GOD and LOVE and WAR
Whenever human suffering becomes a reality through the pain of a loved one or the onset of the casualties of war (e.g., in Afghanistan) at least some of those who believe in God ask questions about God’s Love.
So it is appropriate to reflect for a while on the Love of God.
We can understand the Love of God as something that God IS; as something that God HAS; and as something that God DOES. And, further, we can recognize that the Love of God is not wholly contained in this description, for God’s Love, being infinite and eternal Love (as Agape and Caritas), transcends our best attempts to describe it.
In terms of defining God’s Love, modern theological opinion is divided at least into two major camps.
Classical theists portray God, the Holy Trinity, having the intent and the ability to do good to creatures and this is his Love. Here the internal Love between the Persons of the Trinity overflows to creatures, especially in the Incarnation of the Second Person, but God asLove and loving remains unchanged and unchanging, not affected in His own being by the attitudes, actions and responses of his creatures to his love. God is Love and wills to Love whatever be the reaction of his creatures.
Panentheists or Open Theists portray God the Holy Trinity as in a dynamic relation[ship] to the world and to creatures where God’s love for them while everlasting is not unchanged and unchanging because it is affected by the responses of creatures. Here God, the Father, the Son and the Holy Spirit wills to be open to the effects of his love and he feels the pain and suffering, the joy and celebration of his creatures.

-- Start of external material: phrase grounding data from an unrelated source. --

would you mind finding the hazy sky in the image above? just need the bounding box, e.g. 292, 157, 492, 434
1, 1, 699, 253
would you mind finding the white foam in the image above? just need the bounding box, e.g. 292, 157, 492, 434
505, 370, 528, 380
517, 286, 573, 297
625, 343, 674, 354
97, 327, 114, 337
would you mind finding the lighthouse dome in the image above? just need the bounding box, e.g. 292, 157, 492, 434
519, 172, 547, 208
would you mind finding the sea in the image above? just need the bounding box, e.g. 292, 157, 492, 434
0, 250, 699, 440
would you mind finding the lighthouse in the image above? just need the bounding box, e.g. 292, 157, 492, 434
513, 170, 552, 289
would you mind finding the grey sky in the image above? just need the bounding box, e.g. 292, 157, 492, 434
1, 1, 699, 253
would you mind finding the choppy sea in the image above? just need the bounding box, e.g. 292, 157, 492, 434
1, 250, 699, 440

Both positions seem to be upheld by the contents of Hosea 11 in which we read of the husband’s love for his harlot wife [portraying the LORD’s Love for Israel]. On the one hand there is the portrayal of unchanging/unchanged love and on the other the portrayal of a change of heart/mind. Here is a chapter to read and meditate upon.
For Christians, whether they are Open Theists or Traditional Theists the resolution of this tension in Hosea 11 is in the fact of the Suffering and Atoning Death of the Incarnate Son of God and of the meaning that the New Testament draws out of this Event. We must surely avoid making our concept of God fit into our modern sentimental views of love [saying “Love is God”] ; but we must face the full scope of God’s Love in relation to human sinners and their sin and think and live in the light of it.
Unless we are prepared to accept the portrayal of God’s Love as given in the whole of sacred Scripture, we shall never be able to begin to understand how the God who is Love also reveals his wrath against wickedness and sin. Further, we shall never be able to understand how God the Lord as the Sovereign Ruler of the world does use human agents (e.g., armies) to do his will and even to display his wrath. St Bernard described mercy and judgment as the two feet of God and urged his monks to be aware of both feet (Sermon 6 on Song of Songs). They were to temper sorrow for sin with the thought of divine Love/mercy, so as to avoid despair; and they were to temper meditation upon God’s Love/mercy with remembrance of his judgment against sin.
Likewise today in thinking about the relation of the God and Father of our Lord Jesus Christ to the “war against terrorism” and to the human suffering involved, we need to hold together, via the Cross of Jesus, doctrines not only of the Love/mercy of God the Holy Trinity but also doctrines of God’s wrath and His judgment against sinners and sin.
We shall not help people by sentimental and sloppy notions of love and of vague statements that there is truth in all religions. Christian witness has to plumb the depths of Scripture and be informed by the best of the Christian tradition, which includes the doctrine of the Just War, before it utters pronouncements in press releases from denominational headquarters and bishop’s palaces!